Thursday, they sent eight trucks and 16 linemen from Miami-Dade and Broward left to join the 3,000 FPL workers and contractors that are already in northern Florida and the panhandle.
FPL spokesman Richard Gibbs said a job like that comes with plenty of challenges.
“In a situation like this you never know what you’re stepping into,” he explains. “There could be accessibility issues, or flooding could be an issue. Basically, it’s a ‘wait and see’ scenario.”
“We want people to get back on as quickly as possible, but we have to do it safely,” says Operations leader, Gregory Jones.
He added that this restoration effort will not be an overnight process.
“I would simply say just be patient. Help is coming,” he said.
Once they restore power to their customers in that part of the state, then they will decide where to send the additional crews.
Gibbs says these crews have all worked in the aftermath of other storms, including Hurricane Irma, and are well prepared to handle downed power lines or whatever electrical issues they may encounter.
They are keeping safety over speed in mind, though, for both their employees and their customers.
“This is their job,” he said, “This is what they do.”
Based on power outage maps from various companies in the panhandle, hundreds of thousands of people were without power as of Thursday morning. At this point, this crew doesn’t know how long they’ll be gone.
Utility crews from Gulf Power, Duke Energy Florida, and public utilities have lined up more than 19,000 workers from their own crews and through mutual-aid agreements with companies across the South and Midwest to assist in power restoration.

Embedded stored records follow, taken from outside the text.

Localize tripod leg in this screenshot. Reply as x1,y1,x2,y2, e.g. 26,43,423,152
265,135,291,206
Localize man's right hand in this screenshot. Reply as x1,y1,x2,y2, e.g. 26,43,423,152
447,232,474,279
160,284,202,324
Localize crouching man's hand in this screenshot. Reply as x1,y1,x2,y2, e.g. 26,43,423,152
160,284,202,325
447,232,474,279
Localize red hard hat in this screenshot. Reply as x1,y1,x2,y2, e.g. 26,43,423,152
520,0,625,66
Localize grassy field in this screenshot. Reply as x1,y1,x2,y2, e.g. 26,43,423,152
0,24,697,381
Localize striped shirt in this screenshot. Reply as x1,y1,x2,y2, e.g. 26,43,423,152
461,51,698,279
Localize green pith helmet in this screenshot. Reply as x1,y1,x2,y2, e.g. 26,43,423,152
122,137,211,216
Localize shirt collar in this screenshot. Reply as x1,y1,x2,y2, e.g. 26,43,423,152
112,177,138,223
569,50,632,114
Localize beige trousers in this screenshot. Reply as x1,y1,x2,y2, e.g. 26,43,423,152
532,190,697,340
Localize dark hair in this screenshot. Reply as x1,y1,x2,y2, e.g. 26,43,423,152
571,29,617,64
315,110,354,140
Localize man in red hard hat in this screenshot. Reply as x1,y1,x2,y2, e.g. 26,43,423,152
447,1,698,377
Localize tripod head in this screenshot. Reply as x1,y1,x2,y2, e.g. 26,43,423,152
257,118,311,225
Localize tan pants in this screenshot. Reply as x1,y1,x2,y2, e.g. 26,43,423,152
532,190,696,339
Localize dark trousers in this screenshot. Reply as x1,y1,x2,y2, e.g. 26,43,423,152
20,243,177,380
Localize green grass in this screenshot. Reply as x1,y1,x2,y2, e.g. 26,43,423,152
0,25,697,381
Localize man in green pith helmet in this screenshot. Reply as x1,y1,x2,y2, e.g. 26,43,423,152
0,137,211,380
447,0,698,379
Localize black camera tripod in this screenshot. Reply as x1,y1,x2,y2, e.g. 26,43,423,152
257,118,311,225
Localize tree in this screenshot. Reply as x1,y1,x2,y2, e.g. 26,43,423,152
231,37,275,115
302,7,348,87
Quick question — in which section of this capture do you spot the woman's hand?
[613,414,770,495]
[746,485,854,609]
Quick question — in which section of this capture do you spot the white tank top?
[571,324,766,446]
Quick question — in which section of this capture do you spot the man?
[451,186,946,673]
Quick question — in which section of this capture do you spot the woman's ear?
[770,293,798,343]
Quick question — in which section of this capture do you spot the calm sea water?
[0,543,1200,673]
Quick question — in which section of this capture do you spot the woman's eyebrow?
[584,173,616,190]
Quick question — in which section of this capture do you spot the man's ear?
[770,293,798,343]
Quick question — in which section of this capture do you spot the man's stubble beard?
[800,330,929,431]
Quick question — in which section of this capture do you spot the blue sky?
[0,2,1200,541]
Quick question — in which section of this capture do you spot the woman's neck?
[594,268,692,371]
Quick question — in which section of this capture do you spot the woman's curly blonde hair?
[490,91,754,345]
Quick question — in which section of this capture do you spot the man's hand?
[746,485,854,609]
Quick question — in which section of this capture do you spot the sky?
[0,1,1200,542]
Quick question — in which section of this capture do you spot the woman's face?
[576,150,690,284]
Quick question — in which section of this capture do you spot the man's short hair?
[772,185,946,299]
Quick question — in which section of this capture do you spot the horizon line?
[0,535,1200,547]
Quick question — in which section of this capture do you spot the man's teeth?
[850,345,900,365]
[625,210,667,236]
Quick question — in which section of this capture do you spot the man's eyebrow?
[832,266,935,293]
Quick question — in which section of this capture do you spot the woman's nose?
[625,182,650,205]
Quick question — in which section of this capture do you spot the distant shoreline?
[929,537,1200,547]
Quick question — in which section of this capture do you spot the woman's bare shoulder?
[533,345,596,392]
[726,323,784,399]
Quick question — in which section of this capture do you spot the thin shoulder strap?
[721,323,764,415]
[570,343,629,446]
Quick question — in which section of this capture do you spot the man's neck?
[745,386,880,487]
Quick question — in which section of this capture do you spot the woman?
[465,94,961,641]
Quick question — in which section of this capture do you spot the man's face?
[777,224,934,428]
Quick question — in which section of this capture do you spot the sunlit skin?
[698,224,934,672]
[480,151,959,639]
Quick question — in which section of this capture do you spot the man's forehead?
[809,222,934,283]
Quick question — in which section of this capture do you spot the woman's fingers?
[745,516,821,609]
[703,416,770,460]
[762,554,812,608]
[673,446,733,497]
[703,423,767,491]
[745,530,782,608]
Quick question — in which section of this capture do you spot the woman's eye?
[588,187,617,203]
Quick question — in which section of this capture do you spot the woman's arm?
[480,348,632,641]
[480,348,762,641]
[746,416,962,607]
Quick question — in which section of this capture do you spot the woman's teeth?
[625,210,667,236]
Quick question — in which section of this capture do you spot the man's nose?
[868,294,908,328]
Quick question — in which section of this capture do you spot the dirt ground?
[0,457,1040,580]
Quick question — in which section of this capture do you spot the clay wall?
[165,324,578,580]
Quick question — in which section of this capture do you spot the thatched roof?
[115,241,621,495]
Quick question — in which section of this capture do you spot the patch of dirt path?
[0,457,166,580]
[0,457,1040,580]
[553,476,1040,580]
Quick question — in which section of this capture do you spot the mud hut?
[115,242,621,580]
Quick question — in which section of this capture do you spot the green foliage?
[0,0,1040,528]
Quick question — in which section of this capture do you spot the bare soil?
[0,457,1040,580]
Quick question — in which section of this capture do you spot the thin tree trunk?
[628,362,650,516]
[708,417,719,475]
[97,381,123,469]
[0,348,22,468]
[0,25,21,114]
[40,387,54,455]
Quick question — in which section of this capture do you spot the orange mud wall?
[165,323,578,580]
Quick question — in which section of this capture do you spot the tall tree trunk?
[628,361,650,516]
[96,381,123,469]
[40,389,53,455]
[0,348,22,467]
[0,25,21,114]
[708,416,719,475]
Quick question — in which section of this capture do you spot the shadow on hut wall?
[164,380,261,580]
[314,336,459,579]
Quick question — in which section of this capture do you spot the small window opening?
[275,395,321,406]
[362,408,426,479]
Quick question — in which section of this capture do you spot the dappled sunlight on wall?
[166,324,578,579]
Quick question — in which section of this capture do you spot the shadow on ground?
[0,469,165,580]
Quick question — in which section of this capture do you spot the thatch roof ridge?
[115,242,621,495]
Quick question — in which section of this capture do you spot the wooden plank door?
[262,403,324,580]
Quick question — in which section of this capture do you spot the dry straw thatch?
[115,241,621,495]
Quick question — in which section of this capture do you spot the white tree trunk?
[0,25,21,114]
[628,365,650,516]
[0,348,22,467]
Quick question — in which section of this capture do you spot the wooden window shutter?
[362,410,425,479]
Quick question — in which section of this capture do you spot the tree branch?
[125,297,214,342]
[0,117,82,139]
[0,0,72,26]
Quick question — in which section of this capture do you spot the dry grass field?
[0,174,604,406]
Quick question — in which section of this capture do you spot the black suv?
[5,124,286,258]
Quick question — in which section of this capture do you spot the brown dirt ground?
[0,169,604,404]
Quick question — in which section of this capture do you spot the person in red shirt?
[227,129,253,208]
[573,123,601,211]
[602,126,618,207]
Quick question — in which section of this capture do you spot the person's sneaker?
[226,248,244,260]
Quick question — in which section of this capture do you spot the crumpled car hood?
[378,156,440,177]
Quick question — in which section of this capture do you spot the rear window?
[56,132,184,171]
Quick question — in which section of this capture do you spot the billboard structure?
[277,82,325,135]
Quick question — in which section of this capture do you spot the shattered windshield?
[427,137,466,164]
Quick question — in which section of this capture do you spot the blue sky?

Hurricane Michael’s devastating winds heavily damaged or destroyed buildings in the Panhandle and snapped trees which blocked roads and brought down power lines.
City and emergency officials have asked those who left their homes for shelters to ride out the storm have asked that they not try to go back home right away until they’ve determined it is safe to do so.
FPL isn’t the only help on the way.
Search and rescue teams from a number of South Florida fire departments were staged in Ocala on Wednesday so they could assist in the Panhandle and northern part of the state as soon as Michael’s winds died down.
PJ Parker, a Miami-Dade rescue firefighter, told CBS4 she just got home from helping out with Hurricane Florence.
“It’s our passion, it’s what we do. Of course, it’s hard to be away from family but this is what we’ve trained for,” she said.
The Florida Highway Patrol is also lending a hand. They activated what they call their quick reaction force team to caravan to the Panhandle on Wednesday.
John McNamara, the Fire Chief for the City of Sunrise, said the best way to help is working by working together.
“There’s not one agency, no matter how big or small, that can handle these sorts of incidences. We all pretty much collaborated and teamed up to say ‘hey, we’re here to help each other’,” he said.
The first responders deployed on Wednesday expect to be gone for a week to 10 days.